Betreff
Umwidmung von Haushaltsmitteln für den Neubau eines Kindergartens
Vorlage
0412/2011
Art
Beschlussvorlage

Beschlussvorschlag:

Der Haupt- und Finanzausschuss empfiehlt dem Stadtrat, einer Umwidmung der Haushaltsmittel  i.H.v. 105.000,-- € für die geplante Maßnahme „Neubau einer 5-zügigen Kindertagesstätte Heinrich-Böll-Straße“ zuzustimmen.

Sachverhalt:

Gemäß § 9 des Kindertagesstättengesetz Rheinland Pfalz hat das Jugendamt zu gewährleisten, dass in seinem Bezirk die erforderlichen Kindertagesstätten zur Verfügung stehen und im Bedarfsplan festzulegen, an welchen Standorten und in welcher Art, Anzahl und Größe solche Einrichtungen vorgesehen werden sollen. Im Hinblick auf den seit dem 01.08.2010 in Rheinland Pfalz geltenden Rechtsanspruch für 2-Jährige und ab 01.08.2013 auch für Einjährige auf einen Kindergartenplatz, besteht im Bereich der Kernstadt von Remagen Bedarf für zusätzliche Kindergartenplätze.
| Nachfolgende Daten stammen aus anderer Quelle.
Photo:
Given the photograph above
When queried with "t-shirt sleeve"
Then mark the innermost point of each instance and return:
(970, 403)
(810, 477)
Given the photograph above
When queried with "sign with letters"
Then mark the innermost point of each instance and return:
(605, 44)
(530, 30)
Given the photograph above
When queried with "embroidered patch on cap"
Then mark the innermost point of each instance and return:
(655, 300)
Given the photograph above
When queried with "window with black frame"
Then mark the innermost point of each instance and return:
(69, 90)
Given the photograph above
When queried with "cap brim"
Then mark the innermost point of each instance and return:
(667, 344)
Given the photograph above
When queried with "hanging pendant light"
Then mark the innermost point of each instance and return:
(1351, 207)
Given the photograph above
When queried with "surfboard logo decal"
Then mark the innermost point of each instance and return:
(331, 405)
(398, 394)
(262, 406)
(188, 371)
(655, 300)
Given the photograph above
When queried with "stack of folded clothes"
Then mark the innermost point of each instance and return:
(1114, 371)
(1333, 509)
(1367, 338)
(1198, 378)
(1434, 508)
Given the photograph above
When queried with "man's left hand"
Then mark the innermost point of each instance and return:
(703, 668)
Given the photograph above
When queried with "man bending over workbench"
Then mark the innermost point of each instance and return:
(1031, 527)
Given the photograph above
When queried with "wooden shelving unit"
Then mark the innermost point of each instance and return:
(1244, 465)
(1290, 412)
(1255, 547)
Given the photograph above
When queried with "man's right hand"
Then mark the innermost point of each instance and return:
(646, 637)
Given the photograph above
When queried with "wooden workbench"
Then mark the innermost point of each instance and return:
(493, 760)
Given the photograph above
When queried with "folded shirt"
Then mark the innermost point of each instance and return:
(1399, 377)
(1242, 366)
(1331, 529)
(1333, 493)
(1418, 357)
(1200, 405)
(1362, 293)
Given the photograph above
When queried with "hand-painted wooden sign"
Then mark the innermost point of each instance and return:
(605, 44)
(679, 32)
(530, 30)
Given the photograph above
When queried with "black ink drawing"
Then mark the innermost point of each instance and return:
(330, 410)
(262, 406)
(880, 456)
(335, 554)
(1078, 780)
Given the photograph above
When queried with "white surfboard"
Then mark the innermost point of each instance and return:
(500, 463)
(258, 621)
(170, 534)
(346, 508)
Eine Zwischenlösung für die Schaffung von zwei Krippengruppen im Katholischen Kindergarten St. Martin ist an der fehlenden Zustimmung vom Bistum Trier gescheitert.

Auf der Grundlage der ermittelten Geburtenzahlen besteht in der Kernstadt Remagen für die 3- bis 6-Jährigen ein nennenswertes Defizit.

 

Es liegen bisher keine langfristigen Erfahrungswerte über die tatsächliche Inanspruchnahme des seit 01.08.2010 geltenden Rechtsanspruchs für 2-Jährige vor. Von einem Bedarf zwischen 60 und 80 % ist jedoch auszugehen. Mit zunehmender Etablierung des Angebots ist eine weitere Steigerung von Krippenplätzen nicht auszuschließen. Mit dem Rechtsanspruch für die Einjährigen käme ab 2013 bei einer geschätzten Inanspruchnahme von 35 % ein weiterer Bedarf von ca. 20 U3-Plätzen hinzu.

 

Nach den Berechnungen der Kreisverwaltung ist daher der Bau eines Fünf-Gruppen-Kindergartens für die Kernstadt erforderlich, um den Rechtsanspruch der 1- bis 6-Jährigen abzudecken. Aktuelle Zahlen werden dem Jugendhilfeausschuss des Kreises am 02. Mai vorgelegt.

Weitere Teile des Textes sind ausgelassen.